Of course, scrutinizing a monopolist’s behavior is one thing, but bringing charges against it is another. Antitrust lawyers know that it’s not illegal to be a monopolist. Sometimes companies violate the antitrust laws on their way to becoming monopolists, and sometimes their position as monopolists gives them the ability to violate the antitrust laws after they’ve achieved their lofty status. But just being a monopolist? No problem at all. Being a monopolist is an existential state, not a crime against consumers—at least not in the United States.
The market cops scrutinizing Microsoft weren’t supposed to do much unless and until they detected a specific way that Microsoft’s behavior might have violated the antitrust laws. Once they saw something suspicious, they could launch an investigation. And if the investigation revealed what they believed to be an actual violation, they could file a lawsuit; they then could try to convince a judge or a jury that the monopolist had violated the antitrust laws and harmed consumers. Then, no matter the trial’s outcome, the losing side—or, in more cases than you might want to believe, both sides—could file an appeal, and ask another court to review the trial judge’s conduct and conclusions. Then, depending on this appellate review’s outcome, the case could continue to bounce around the courts for a while, possibly leading to another trial and further appeals.
Sometimes, of course, these matters do end, and some court or another issues a final judgment either telling the monopolist what to do or telling the government to back off. Most of the time, though, exhaustion sets in, and the monopolist and the government reach an agreement. In the resulting “consent order” (an oxymoron if I ever heard one), the monopolist agrees to modify its future behavior in some way or another, and the government agrees that if the monopolist performs as promised, it will consider the issue on the table resolved.
But wait! There’s more! Somewhere along the line, someone realized that some corporation large and rich enough to be nettlesome monopolist might also be able to exert undue influence on a government agency, and there’s no telling what an unduly influenced agency might do. And so, we require the government and the monopolist to convince a federal judge that the consent order serves the public interest. The overwhelming majority of these Tunney Act proceedings are straightforward. The monopolist and the government go to the judge together, and both argue for the consent order. No one argues the other side. So unless the judge sees something egregious in the order, she okays it.
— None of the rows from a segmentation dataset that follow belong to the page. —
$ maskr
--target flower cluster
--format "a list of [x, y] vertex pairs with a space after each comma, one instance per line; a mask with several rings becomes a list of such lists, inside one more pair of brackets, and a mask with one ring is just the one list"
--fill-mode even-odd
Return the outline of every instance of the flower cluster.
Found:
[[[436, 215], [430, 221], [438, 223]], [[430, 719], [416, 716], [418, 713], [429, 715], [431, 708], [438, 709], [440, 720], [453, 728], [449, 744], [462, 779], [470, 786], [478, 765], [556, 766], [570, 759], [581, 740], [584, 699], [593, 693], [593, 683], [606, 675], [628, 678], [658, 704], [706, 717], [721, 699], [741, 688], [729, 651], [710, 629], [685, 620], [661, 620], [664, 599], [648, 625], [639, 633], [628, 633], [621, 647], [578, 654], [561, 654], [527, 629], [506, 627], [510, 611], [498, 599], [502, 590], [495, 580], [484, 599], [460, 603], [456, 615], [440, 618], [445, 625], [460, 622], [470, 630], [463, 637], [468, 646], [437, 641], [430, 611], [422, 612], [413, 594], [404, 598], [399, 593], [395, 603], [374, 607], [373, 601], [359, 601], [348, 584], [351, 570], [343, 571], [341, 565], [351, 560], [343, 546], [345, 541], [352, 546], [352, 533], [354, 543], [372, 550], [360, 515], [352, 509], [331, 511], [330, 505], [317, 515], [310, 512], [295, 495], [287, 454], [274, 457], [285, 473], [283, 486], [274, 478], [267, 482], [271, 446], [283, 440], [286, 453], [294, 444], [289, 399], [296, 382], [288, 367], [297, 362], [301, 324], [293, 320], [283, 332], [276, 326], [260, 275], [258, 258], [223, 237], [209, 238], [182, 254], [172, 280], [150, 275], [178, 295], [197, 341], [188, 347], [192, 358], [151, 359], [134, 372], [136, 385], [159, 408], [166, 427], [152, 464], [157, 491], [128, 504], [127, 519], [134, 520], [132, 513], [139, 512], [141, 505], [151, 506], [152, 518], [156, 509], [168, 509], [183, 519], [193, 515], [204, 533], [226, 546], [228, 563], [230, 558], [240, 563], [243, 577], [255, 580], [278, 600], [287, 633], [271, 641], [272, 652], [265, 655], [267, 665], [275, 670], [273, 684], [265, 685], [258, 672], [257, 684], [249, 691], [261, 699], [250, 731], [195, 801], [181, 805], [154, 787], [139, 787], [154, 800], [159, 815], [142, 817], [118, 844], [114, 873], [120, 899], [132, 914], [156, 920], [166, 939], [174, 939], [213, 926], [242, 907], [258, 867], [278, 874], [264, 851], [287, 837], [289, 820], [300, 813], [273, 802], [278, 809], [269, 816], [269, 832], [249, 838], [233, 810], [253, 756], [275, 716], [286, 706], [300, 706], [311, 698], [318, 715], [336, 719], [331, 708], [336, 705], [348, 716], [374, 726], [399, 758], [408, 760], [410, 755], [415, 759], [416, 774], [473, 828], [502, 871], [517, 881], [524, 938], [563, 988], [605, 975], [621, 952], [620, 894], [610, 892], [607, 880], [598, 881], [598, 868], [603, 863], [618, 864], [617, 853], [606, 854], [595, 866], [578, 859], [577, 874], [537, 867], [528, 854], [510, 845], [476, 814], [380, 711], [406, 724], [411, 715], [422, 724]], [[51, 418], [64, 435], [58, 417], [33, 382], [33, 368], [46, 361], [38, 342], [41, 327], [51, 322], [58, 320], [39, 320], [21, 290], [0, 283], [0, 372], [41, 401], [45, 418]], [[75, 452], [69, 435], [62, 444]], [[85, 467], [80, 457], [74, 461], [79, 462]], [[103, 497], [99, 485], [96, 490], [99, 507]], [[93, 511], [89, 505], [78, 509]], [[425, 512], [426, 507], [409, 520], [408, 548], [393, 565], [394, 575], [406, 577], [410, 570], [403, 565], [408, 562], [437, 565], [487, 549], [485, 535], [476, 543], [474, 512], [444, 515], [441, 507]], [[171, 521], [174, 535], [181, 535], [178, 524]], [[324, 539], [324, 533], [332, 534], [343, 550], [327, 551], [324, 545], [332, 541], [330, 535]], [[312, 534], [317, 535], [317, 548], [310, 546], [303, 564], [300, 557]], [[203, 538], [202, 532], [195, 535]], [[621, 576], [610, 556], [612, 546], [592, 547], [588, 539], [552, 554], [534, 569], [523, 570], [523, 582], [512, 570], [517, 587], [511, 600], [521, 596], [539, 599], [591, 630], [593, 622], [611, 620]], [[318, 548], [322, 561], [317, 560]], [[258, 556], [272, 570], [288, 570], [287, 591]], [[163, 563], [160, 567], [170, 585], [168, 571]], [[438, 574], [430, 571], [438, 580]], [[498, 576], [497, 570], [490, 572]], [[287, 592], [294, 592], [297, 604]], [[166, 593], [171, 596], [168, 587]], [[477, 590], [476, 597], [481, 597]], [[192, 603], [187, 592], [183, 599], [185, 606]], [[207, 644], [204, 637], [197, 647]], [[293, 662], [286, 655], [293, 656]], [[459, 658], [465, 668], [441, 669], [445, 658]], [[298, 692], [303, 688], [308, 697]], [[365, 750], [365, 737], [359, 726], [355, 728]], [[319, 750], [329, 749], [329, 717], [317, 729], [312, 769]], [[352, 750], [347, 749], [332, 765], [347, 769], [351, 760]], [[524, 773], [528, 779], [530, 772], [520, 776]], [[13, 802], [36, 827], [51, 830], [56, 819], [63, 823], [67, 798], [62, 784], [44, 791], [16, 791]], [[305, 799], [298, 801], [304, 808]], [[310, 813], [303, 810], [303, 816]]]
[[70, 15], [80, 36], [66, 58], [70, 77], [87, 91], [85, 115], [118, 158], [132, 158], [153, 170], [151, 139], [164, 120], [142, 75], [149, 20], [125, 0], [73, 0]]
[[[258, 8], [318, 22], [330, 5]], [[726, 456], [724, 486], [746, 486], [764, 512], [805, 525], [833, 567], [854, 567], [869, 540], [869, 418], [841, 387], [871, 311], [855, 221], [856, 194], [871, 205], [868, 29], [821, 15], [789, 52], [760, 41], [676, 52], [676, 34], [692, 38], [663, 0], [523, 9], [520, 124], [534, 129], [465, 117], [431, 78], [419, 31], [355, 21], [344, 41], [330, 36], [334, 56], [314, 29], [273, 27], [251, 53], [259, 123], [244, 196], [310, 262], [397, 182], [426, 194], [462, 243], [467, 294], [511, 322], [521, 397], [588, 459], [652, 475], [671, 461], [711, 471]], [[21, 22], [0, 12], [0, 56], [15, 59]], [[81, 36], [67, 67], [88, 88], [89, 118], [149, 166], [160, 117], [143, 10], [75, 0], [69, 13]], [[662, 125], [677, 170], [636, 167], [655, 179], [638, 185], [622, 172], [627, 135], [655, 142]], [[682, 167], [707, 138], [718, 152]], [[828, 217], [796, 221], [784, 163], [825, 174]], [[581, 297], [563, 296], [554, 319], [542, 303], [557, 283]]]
Rubber stamp. Next case. The consent order then becomes a binding contract between the monopolist and the government. If the monopolist violates the contract, the government can sue the monopolist under contract law—never mind the antitrust laws. Contract cases are much more straightforward than antitrust cases. They move faster, they involve fewer complicated issues, their trials are simpler, and they actually end!
That’s the general story of antitrust battles. Microsoft, somehow or another, managed to make every step of the process unusual.